System Configuration - genomizer/genomizer-documentation GitHub Wiki

A brief introduction to vagrant

Notice: this describes the old vagrant-based setup. We have now moved to docker.

Basic usage

Vagrant is configured by a Vagrant file, which defines how the virtual machine is constructed. This should not be modified unless you understand what you are doing.

To start a vagrant instance, run vagrant up. The vagrant instance will now either (a) or (b):

  1. Create a new virtual machine with correct configuration
  2. Start an already built virtual machine

If the instance is stale or needs to be rebuilt, it can be achieved with

vagrant destroy
vagrant up && vagrant ssh -c 'bash startup.sh'

If you simply run the server using vagrant up, then vagrant ssh -c 'bash startup.sh' starts the genomizer server in the virtual machine, inside a screen session labeled server.

Modifying the configuration

To make vagrant set up a specific branch, modify the corresponding script, such as scripts/provision/install_genomizer_server.sh to checkout yourBranch instead of develop.

If your feature requires changes to the settings.cfg it is located at scripts/provision/config/settings.cfg and is installed along with a fresh instance of the virtual machine.

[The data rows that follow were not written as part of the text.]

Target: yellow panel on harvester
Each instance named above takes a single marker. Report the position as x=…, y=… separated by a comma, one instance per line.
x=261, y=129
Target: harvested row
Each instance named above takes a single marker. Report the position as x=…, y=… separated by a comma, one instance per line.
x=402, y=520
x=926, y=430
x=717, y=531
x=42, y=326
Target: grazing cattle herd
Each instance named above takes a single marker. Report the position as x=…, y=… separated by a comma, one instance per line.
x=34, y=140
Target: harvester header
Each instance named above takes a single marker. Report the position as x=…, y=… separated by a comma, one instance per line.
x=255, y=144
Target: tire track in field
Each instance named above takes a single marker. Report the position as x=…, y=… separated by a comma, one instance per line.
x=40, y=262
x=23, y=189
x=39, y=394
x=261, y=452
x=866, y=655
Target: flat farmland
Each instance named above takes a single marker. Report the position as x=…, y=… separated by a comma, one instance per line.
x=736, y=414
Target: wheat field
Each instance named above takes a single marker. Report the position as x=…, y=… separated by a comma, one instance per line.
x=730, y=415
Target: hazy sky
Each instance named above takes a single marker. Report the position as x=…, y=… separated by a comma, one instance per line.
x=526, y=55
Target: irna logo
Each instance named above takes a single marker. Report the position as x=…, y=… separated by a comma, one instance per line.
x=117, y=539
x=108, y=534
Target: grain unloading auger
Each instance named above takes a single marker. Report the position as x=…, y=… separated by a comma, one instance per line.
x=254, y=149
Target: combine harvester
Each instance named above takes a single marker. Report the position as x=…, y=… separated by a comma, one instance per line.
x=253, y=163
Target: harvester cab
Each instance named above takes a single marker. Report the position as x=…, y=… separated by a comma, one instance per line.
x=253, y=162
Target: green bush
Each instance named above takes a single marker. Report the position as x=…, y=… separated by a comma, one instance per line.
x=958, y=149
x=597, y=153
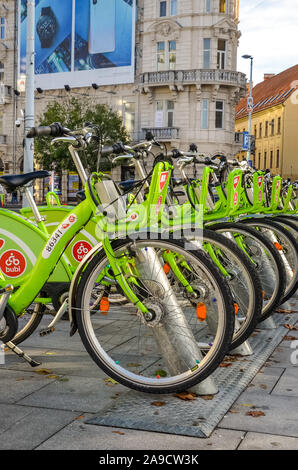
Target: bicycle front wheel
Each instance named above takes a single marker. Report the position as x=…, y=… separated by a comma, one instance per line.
x=187, y=330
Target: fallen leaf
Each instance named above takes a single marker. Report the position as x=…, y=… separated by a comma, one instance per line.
x=43, y=371
x=207, y=397
x=255, y=414
x=161, y=373
x=187, y=396
x=291, y=327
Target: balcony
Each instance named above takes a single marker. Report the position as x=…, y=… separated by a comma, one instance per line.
x=165, y=134
x=5, y=93
x=192, y=77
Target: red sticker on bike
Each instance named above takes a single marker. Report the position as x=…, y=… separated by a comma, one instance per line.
x=236, y=181
x=80, y=250
x=163, y=179
x=13, y=263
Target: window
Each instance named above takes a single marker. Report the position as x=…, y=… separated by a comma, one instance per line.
x=219, y=115
x=206, y=53
x=129, y=116
x=164, y=115
x=222, y=6
x=221, y=54
x=172, y=55
x=1, y=72
x=2, y=28
x=260, y=130
x=205, y=114
x=173, y=7
x=163, y=9
x=161, y=62
x=208, y=6
x=166, y=60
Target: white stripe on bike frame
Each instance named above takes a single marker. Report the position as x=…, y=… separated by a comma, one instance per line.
x=21, y=244
x=83, y=232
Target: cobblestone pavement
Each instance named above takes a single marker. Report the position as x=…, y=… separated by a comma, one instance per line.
x=47, y=407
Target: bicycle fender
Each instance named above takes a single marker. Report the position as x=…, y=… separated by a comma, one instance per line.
x=74, y=286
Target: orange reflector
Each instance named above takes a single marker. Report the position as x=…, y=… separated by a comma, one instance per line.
x=201, y=311
x=104, y=305
x=166, y=268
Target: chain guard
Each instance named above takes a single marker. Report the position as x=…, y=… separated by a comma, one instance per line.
x=8, y=325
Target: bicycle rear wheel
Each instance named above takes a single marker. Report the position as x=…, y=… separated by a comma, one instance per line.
x=184, y=336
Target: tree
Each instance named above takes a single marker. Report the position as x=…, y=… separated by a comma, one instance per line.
x=74, y=113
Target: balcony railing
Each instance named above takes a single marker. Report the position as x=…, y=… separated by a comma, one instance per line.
x=162, y=133
x=186, y=77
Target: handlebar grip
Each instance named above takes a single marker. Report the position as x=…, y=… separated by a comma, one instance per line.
x=54, y=130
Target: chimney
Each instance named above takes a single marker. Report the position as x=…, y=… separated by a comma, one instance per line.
x=267, y=76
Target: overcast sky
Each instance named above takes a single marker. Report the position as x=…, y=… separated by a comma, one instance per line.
x=270, y=34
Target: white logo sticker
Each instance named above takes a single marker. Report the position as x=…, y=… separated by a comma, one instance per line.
x=61, y=230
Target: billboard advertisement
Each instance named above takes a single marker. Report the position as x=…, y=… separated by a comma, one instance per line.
x=80, y=42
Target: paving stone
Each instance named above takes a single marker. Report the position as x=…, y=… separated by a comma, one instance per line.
x=265, y=380
x=15, y=385
x=281, y=415
x=258, y=441
x=76, y=394
x=288, y=384
x=10, y=414
x=81, y=436
x=34, y=427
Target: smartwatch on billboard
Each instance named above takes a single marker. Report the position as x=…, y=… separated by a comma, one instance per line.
x=46, y=27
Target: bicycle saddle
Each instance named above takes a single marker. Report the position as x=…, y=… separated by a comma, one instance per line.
x=128, y=184
x=12, y=182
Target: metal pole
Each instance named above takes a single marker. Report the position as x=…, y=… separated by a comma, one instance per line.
x=30, y=70
x=250, y=104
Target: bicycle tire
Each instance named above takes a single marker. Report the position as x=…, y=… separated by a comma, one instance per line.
x=126, y=377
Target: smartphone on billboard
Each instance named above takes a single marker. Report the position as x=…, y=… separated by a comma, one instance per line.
x=102, y=27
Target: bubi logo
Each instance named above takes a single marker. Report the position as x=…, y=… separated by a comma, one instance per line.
x=80, y=250
x=12, y=263
x=163, y=179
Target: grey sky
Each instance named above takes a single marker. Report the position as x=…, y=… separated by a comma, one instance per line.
x=270, y=34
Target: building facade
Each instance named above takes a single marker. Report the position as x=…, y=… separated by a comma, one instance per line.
x=186, y=81
x=274, y=123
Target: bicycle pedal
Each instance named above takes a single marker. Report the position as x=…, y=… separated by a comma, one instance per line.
x=46, y=331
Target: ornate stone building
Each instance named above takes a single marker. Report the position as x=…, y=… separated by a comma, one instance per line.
x=186, y=82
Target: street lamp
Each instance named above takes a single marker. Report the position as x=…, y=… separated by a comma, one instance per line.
x=250, y=105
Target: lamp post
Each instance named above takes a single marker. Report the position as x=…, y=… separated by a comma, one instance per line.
x=250, y=104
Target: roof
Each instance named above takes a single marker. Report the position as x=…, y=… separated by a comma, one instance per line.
x=270, y=92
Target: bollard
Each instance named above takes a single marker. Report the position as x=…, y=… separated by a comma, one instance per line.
x=176, y=349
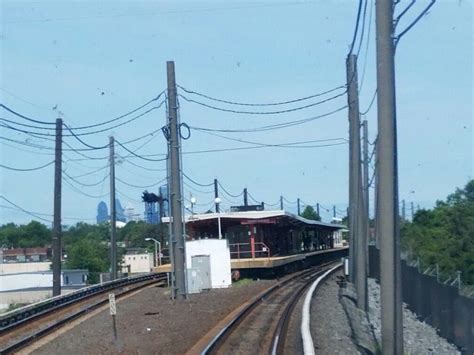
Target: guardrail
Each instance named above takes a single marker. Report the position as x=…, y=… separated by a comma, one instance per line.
x=24, y=314
x=264, y=249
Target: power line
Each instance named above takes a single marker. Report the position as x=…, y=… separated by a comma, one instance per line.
x=273, y=126
x=84, y=184
x=141, y=186
x=122, y=123
x=25, y=211
x=27, y=169
x=121, y=116
x=79, y=191
x=227, y=192
x=260, y=104
x=371, y=103
x=189, y=186
x=356, y=30
x=136, y=155
x=84, y=143
x=25, y=117
x=262, y=112
x=418, y=18
x=197, y=183
x=288, y=145
x=142, y=167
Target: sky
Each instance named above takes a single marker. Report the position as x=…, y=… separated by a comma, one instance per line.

Entering the vagrant virtual machine

If you need to reach the environment using SSH, simply go to the environment you require with

cd development-1
vagrant ssh

and you will be logged in using ssh to the virtual machine.

Systems overview of production

The production server runs currently on 130.239.192.110. The production server is construct of several virtual machines, configured by vagrant[1].

Illustration of system setup

The system is entirely scripted, that is, everything can be set up using the scripts located in the vagrant git[2]. The scripts located under scripts/provision deal with the virtual environments, while the scripts under scripts/environment deal with the server, such as setting up the firewall and external directories used by the virtual machines.

Using the toolchain

This is a short introduction to the tools used in the environments.

Using gnu screen

To ensure processes run even when nobody has a terminal open to the server screen is used. screen is a terminal multiplexer, which could be viewed as a in-terminal window manager. To start a new screen you run the command

$ screen

which then starts a screen and attaches your current terminal to it. screen is controlled by prefixing a command with a modifier. For example, to detach from a screen window, you use <C-a> which you then release, indicating you wish to send a command to screen. You then press d, which is the hot-key for detach. You are now detached from the screen.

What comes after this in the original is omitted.